On 22/09/06, Philip Ganchev <[EMAIL PROTECTED]> wrote:
> On 9/21/06, Beni Cherniavsky <[EMAIL PROTECTED]> wrote:
> > A builtin whose only purpose is accessing something which is
> > essentially an array means two interfaces to a single concept.  It
> > violates the law of orthogonality.  Unless someone has good arguments,
> > history should be just an array.
>
> I think the history is conceptually a builtin, because you can't set
> it (and should not be able to).  If possible, all variables should be
> settable, to keep things conceptually simple.
Why shouldn't I set it?  Sure, I can lose my history if I don't know
what I'm doing.  But it allows implementation in fish of powerful
things like synchronizing your history accross multiple computers.
The fact that we don't have a good use case doesn't mean nobody wants
to set it.  Otherwise, why isn't make ~/.fish_history read-only too?

> Sure, the output is an
> array.  You can always access the n-th element using ``(history)[n]``,
> so the cost in terms of verbosity is negligible.
>
Granted.  Though I'm slightly afraid the performance of
``(history)[n]`` will deteriorate as the history grows.

> I would think that ``history`` as a builtin is also more discoverable,
> because you don't need to type a dollar-sign to access it.
> ``history`` on its own can shorten the output (as with ``set``) to the
> last few commands.  You can't do that with a variable.  (You can pass
> the text to be shortened to a "shorten" function: ``echo $history |
> shorten``.)
>
OK, these are good arguments.

> >[implementation of yank-last-arg]
> >
> What's the benefit of this over using Fish's Alt-uparrow?
>
Hey I never noticed, Alt-up!  No benefit.  Thanks a lot, you have
removed the one productivity benefit bash had over fish for me!  (I
think I used M-. more than any other key in bash).
I think I'll write a bash->fish migration tutorial soon.

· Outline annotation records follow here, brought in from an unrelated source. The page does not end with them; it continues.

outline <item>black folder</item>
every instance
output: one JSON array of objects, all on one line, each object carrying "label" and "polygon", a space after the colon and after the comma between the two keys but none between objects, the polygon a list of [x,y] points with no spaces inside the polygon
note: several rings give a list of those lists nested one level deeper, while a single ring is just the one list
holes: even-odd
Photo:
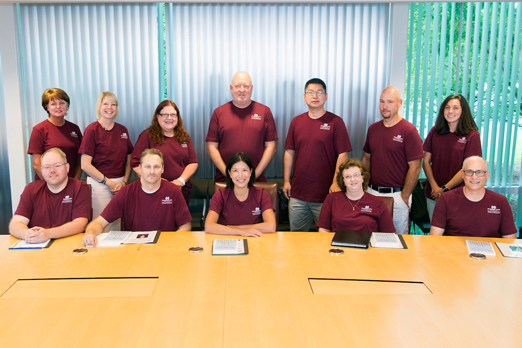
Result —
[{"label": "black folder", "polygon": [[368,249],[371,232],[340,228],[335,232],[332,246]]}]

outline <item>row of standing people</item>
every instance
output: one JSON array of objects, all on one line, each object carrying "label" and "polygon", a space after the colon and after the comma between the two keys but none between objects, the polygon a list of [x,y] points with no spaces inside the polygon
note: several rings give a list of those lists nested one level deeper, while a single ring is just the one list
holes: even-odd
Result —
[{"label": "row of standing people", "polygon": [[[253,85],[247,73],[234,75],[230,91],[232,101],[214,111],[206,137],[216,180],[224,181],[225,160],[236,152],[246,152],[252,158],[256,180],[266,181],[263,171],[278,140],[272,113],[251,99]],[[327,98],[326,84],[320,79],[309,80],[304,93],[308,112],[292,120],[286,138],[284,192],[290,199],[291,230],[307,231],[312,218],[319,219],[327,194],[340,191],[338,168],[352,150],[344,121],[324,108]],[[140,175],[141,152],[157,148],[165,156],[164,178],[179,186],[188,202],[189,179],[198,161],[176,104],[166,100],[158,105],[150,127],[141,133],[134,150],[127,129],[114,122],[118,102],[112,93],[100,94],[98,121],[86,128],[83,139],[79,127],[64,119],[69,104],[62,90],[44,92],[42,106],[49,118],[34,127],[28,149],[37,176],[41,176],[41,153],[51,147],[64,150],[71,165],[69,175],[79,178],[81,169],[88,175],[96,217],[128,182],[131,167]],[[394,196],[395,229],[405,233],[421,159],[431,186],[427,187],[427,200],[435,201],[442,191],[462,184],[459,171],[463,159],[481,155],[481,148],[477,127],[461,95],[450,96],[441,105],[435,127],[424,143],[425,153],[417,129],[399,115],[401,104],[396,88],[387,87],[382,92],[379,109],[383,120],[368,130],[362,163],[371,174],[368,192]],[[361,197],[347,199],[357,208]]]}]

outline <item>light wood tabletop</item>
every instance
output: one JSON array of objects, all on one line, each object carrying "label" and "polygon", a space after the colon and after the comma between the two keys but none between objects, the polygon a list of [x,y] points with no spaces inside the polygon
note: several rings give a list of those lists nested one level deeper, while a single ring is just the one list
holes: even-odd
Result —
[{"label": "light wood tabletop", "polygon": [[[157,244],[42,250],[0,237],[0,347],[519,347],[522,259],[474,260],[466,238],[329,250],[333,234],[248,238],[212,256],[204,232]],[[473,238],[475,239],[475,238]],[[507,240],[481,239],[490,242]],[[192,246],[204,251],[190,253]]]}]

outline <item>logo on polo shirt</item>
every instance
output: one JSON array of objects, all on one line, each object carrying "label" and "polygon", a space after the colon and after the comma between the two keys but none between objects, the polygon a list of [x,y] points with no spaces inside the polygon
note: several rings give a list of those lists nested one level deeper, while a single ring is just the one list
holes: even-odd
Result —
[{"label": "logo on polo shirt", "polygon": [[373,210],[372,210],[372,208],[370,208],[370,206],[367,205],[366,207],[361,208],[361,211],[364,211],[366,213],[371,213]]},{"label": "logo on polo shirt", "polygon": [[325,123],[325,124],[322,124],[321,127],[319,127],[319,129],[330,130],[330,126],[328,125],[328,123]]},{"label": "logo on polo shirt", "polygon": [[402,143],[404,141],[404,139],[402,138],[402,136],[399,134],[399,135],[396,135],[393,137],[393,141],[397,141],[399,143]]},{"label": "logo on polo shirt", "polygon": [[488,208],[488,214],[500,214],[500,209],[492,205],[491,208]]},{"label": "logo on polo shirt", "polygon": [[165,197],[165,199],[161,200],[161,204],[172,204],[172,198],[169,196]]}]

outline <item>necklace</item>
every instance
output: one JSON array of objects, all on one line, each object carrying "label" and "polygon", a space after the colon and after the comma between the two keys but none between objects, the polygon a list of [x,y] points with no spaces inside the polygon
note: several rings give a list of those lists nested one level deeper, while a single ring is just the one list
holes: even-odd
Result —
[{"label": "necklace", "polygon": [[103,126],[103,124],[101,124],[101,122],[98,121],[98,123],[100,124],[100,126],[103,128],[104,131],[106,131],[106,132],[110,132],[111,131],[112,128],[111,129],[107,129],[107,128],[105,128]]}]

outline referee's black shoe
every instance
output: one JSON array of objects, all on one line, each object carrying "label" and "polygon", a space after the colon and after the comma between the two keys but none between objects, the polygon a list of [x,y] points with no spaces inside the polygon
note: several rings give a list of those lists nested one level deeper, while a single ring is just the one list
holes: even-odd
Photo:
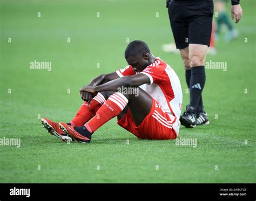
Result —
[{"label": "referee's black shoe", "polygon": [[187,105],[186,107],[183,114],[180,116],[179,120],[181,125],[185,126],[186,128],[194,128],[197,126],[197,113],[194,107]]},{"label": "referee's black shoe", "polygon": [[199,107],[197,111],[197,122],[196,124],[199,125],[208,125],[210,124],[210,121],[208,119],[206,112],[203,107]]}]

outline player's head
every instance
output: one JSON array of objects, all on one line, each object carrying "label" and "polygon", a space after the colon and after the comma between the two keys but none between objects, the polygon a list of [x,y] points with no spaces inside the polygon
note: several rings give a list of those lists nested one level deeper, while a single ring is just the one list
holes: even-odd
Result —
[{"label": "player's head", "polygon": [[126,47],[124,53],[129,65],[136,72],[140,72],[152,63],[152,56],[147,44],[141,40],[134,40]]}]

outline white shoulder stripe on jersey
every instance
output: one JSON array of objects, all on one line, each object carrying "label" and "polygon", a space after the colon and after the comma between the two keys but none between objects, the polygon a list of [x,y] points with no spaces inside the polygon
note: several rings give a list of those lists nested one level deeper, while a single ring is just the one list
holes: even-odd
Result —
[{"label": "white shoulder stripe on jersey", "polygon": [[158,119],[161,121],[163,123],[166,123],[167,125],[169,126],[172,126],[172,123],[168,123],[166,122],[166,121],[163,120],[163,119],[161,119],[161,117],[156,113],[154,113],[153,114],[157,116]]},{"label": "white shoulder stripe on jersey", "polygon": [[165,118],[164,116],[163,116],[163,115],[161,114],[160,114],[158,112],[157,112],[156,110],[154,110],[154,112],[157,113],[159,116],[160,116],[164,119],[164,120],[165,120],[168,123],[172,123],[172,121],[167,121],[166,118]]},{"label": "white shoulder stripe on jersey", "polygon": [[150,85],[153,84],[153,78],[152,77],[151,75],[149,73],[146,73],[145,72],[141,72],[140,73],[143,73],[147,75],[149,79],[150,79]]},{"label": "white shoulder stripe on jersey", "polygon": [[161,124],[164,125],[165,127],[167,127],[167,128],[172,128],[172,126],[170,126],[166,125],[166,124],[165,124],[165,123],[163,123],[162,122],[160,121],[159,120],[159,119],[157,119],[157,117],[156,116],[154,116],[154,115],[152,115],[152,116],[153,116],[154,119],[156,119],[157,120],[157,121],[158,121],[158,122],[159,122],[160,123],[161,123]]}]

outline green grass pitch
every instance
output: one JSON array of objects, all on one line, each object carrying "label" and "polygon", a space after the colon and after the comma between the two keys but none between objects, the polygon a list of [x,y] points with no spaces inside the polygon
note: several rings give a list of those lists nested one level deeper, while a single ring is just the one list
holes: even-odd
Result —
[{"label": "green grass pitch", "polygon": [[[184,110],[189,94],[180,56],[161,48],[173,41],[165,1],[0,2],[0,138],[21,141],[20,148],[0,145],[0,183],[255,182],[253,0],[242,1],[243,18],[232,22],[239,38],[228,44],[220,38],[217,54],[207,57],[226,62],[227,71],[206,70],[203,98],[211,124],[180,129],[178,137],[196,138],[196,148],[139,140],[116,119],[90,144],[68,144],[38,119],[69,121],[82,102],[79,89],[126,66],[127,40],[135,39],[174,69]],[[34,60],[51,61],[51,71],[30,69]]]}]

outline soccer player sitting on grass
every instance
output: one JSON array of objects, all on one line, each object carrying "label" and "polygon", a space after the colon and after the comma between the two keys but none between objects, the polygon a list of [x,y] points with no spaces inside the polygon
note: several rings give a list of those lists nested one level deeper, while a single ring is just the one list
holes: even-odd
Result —
[{"label": "soccer player sitting on grass", "polygon": [[[58,124],[43,118],[44,127],[63,140],[88,143],[97,129],[117,116],[117,123],[140,139],[175,139],[182,106],[177,75],[142,41],[130,43],[125,57],[129,66],[99,75],[80,90],[84,102],[71,121]],[[127,90],[131,87],[136,90]]]}]

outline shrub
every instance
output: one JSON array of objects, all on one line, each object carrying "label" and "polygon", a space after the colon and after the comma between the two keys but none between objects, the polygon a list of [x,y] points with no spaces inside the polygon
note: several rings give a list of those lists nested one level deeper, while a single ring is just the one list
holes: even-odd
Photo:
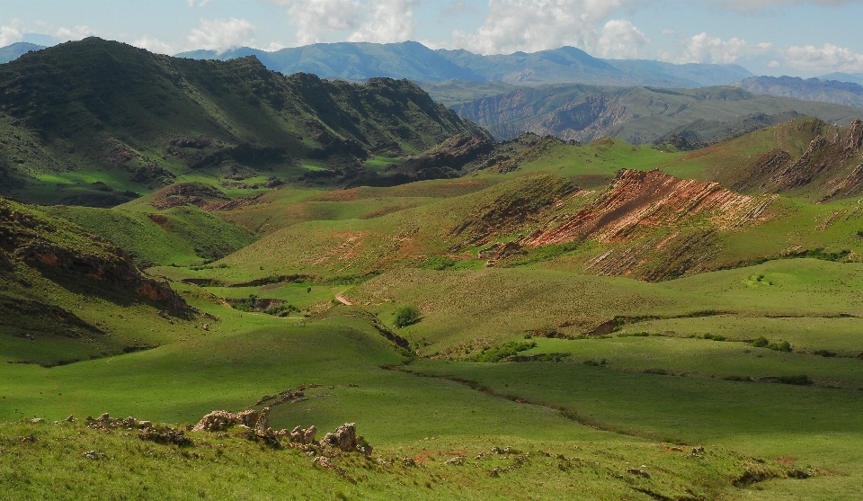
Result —
[{"label": "shrub", "polygon": [[796,384],[799,386],[812,384],[812,380],[809,379],[809,376],[805,374],[800,374],[799,376],[779,376],[779,382],[784,384]]},{"label": "shrub", "polygon": [[504,358],[517,354],[519,352],[524,352],[536,347],[537,344],[532,341],[507,341],[505,344],[497,348],[483,348],[483,353],[470,357],[467,360],[474,362],[500,362]]},{"label": "shrub", "polygon": [[414,305],[400,306],[393,313],[396,316],[396,327],[402,328],[420,319],[420,309]]},{"label": "shrub", "polygon": [[770,342],[768,341],[767,338],[762,335],[758,339],[752,341],[749,344],[754,348],[766,348],[770,344]]},{"label": "shrub", "polygon": [[785,352],[791,353],[791,344],[787,341],[779,341],[778,343],[770,343],[767,345],[769,350],[773,350],[774,352]]}]

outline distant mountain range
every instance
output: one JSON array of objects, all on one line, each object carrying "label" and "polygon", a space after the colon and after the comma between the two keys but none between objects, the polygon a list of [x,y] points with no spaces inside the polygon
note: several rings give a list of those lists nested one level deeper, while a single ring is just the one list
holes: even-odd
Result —
[{"label": "distant mountain range", "polygon": [[[833,74],[854,78],[853,75]],[[861,78],[863,80],[863,78]],[[752,76],[732,84],[753,94],[781,95],[863,108],[863,86],[854,82],[839,82],[796,76]]]},{"label": "distant mountain range", "polygon": [[690,149],[801,115],[842,125],[863,119],[859,108],[757,95],[732,86],[666,89],[469,82],[422,86],[435,101],[486,128],[500,140],[525,132],[581,142],[614,136],[632,144],[671,139],[678,148]]},{"label": "distant mountain range", "polygon": [[530,54],[482,56],[467,50],[432,50],[415,41],[317,43],[267,52],[247,47],[222,53],[177,54],[192,59],[255,56],[269,69],[286,75],[314,73],[326,78],[366,80],[372,76],[414,81],[501,81],[519,85],[580,82],[603,85],[701,87],[752,76],[737,65],[673,65],[659,61],[600,59],[574,47]]}]

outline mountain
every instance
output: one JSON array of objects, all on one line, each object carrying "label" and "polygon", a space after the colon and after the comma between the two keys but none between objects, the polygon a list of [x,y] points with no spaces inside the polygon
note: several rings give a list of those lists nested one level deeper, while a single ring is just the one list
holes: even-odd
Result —
[{"label": "mountain", "polygon": [[[458,83],[427,85],[438,93],[464,96],[486,89]],[[565,140],[590,141],[614,136],[632,143],[686,139],[690,147],[712,144],[798,115],[849,124],[863,111],[788,97],[756,95],[716,86],[699,89],[613,87],[588,85],[520,86],[496,95],[452,105],[458,116],[488,129],[498,139],[525,132],[550,134]]]},{"label": "mountain", "polygon": [[45,49],[42,45],[36,45],[35,43],[28,43],[26,41],[17,41],[12,45],[0,48],[0,64],[13,61],[31,50],[41,50],[42,49]]},{"label": "mountain", "polygon": [[176,181],[250,194],[335,184],[377,156],[486,134],[407,80],[285,76],[254,57],[175,58],[97,38],[0,66],[0,194],[43,203],[112,206]]},{"label": "mountain", "polygon": [[840,82],[818,78],[804,80],[796,76],[753,76],[731,85],[753,94],[863,108],[863,85],[853,80]]},{"label": "mountain", "polygon": [[249,55],[269,69],[289,75],[366,80],[374,76],[444,82],[499,80],[510,84],[582,82],[596,85],[698,87],[734,82],[752,73],[736,65],[672,65],[656,61],[600,59],[574,47],[534,53],[482,56],[458,49],[432,50],[415,41],[317,43],[267,52],[239,48],[217,53],[194,50],[179,58],[227,60]]},{"label": "mountain", "polygon": [[839,82],[852,82],[863,85],[863,73],[842,73],[834,71],[818,77],[821,80],[837,80]]}]

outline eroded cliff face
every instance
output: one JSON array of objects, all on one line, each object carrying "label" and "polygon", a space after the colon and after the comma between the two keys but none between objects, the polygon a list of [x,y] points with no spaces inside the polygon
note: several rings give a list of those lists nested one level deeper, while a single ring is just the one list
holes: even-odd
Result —
[{"label": "eroded cliff face", "polygon": [[815,125],[821,127],[812,130],[814,138],[799,158],[778,148],[771,149],[741,166],[731,187],[809,192],[820,202],[863,193],[863,121],[854,121],[845,129]]},{"label": "eroded cliff face", "polygon": [[120,287],[175,310],[190,310],[167,282],[145,275],[111,242],[72,223],[0,198],[0,254],[14,262],[39,264]]},{"label": "eroded cliff face", "polygon": [[524,245],[538,247],[588,238],[625,242],[645,237],[653,228],[700,222],[711,229],[728,229],[761,218],[772,200],[735,193],[718,183],[678,179],[659,170],[623,170],[590,207],[534,232]]}]

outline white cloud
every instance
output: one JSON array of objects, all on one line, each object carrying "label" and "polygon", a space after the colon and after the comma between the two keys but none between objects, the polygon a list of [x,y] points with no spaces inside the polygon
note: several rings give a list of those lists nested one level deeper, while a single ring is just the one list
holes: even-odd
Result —
[{"label": "white cloud", "polygon": [[78,25],[75,28],[59,27],[54,31],[54,36],[62,40],[77,40],[93,34],[93,29],[85,25]]},{"label": "white cloud", "polygon": [[764,53],[772,47],[770,43],[752,45],[739,38],[724,40],[718,37],[711,37],[707,33],[700,33],[694,37],[681,37],[680,41],[681,52],[671,54],[663,52],[661,58],[665,61],[685,63],[734,63],[742,56],[751,56]]},{"label": "white cloud", "polygon": [[195,49],[225,51],[254,43],[254,25],[245,19],[201,19],[200,26],[189,32],[189,42]]},{"label": "white cloud", "polygon": [[24,35],[21,32],[22,22],[20,19],[13,19],[9,24],[0,26],[0,47],[5,47],[21,41]]},{"label": "white cloud", "polygon": [[625,19],[612,19],[602,27],[595,56],[612,59],[636,59],[650,42],[645,33]]},{"label": "white cloud", "polygon": [[534,52],[574,45],[591,50],[603,21],[637,0],[489,0],[475,33],[455,31],[453,42],[480,54]]},{"label": "white cloud", "polygon": [[149,37],[142,37],[131,42],[131,45],[138,47],[140,49],[146,49],[150,52],[156,52],[157,54],[168,54],[172,55],[175,52],[173,48],[165,43],[158,39],[152,39]]},{"label": "white cloud", "polygon": [[371,0],[369,17],[348,37],[348,41],[388,43],[414,38],[416,20],[414,8],[418,0]]},{"label": "white cloud", "polygon": [[355,30],[365,6],[359,0],[267,0],[288,7],[288,22],[297,26],[297,43],[325,41],[333,31]]},{"label": "white cloud", "polygon": [[785,62],[797,69],[863,71],[863,54],[832,43],[821,49],[814,45],[790,47],[784,55]]}]

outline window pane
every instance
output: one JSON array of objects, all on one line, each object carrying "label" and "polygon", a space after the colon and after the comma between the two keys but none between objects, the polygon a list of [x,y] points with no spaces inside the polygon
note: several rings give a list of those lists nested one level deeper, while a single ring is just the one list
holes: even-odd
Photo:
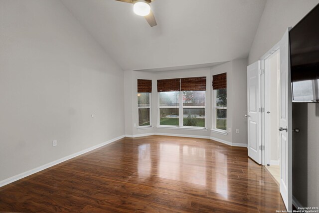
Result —
[{"label": "window pane", "polygon": [[179,106],[179,92],[160,92],[160,106]]},{"label": "window pane", "polygon": [[183,109],[183,125],[205,127],[205,109]]},{"label": "window pane", "polygon": [[227,89],[216,90],[216,106],[226,107],[227,106]]},{"label": "window pane", "polygon": [[216,109],[216,129],[226,130],[227,129],[227,110]]},{"label": "window pane", "polygon": [[150,93],[138,93],[138,104],[139,107],[150,106]]},{"label": "window pane", "polygon": [[183,91],[183,106],[205,106],[205,91]]},{"label": "window pane", "polygon": [[150,108],[139,109],[139,126],[150,125]]},{"label": "window pane", "polygon": [[160,125],[178,126],[179,121],[178,108],[160,108]]}]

OK, I no longer have a personal use case for
$__fish_last_edit_command.  It might still useful but I'm starting to
think a mechanism for defining new move-through-a-list pairs of
commands (like up/down, alt-ap/down, alt-left/right) can subsume all
its uses more conveniently.  Let's wait until we have use cases for
commands we would like to add (or convert from builtins to functions).

-- 
Beni Cherniavsky <[EMAIL PROTECTED]>, who can only read email on weekends.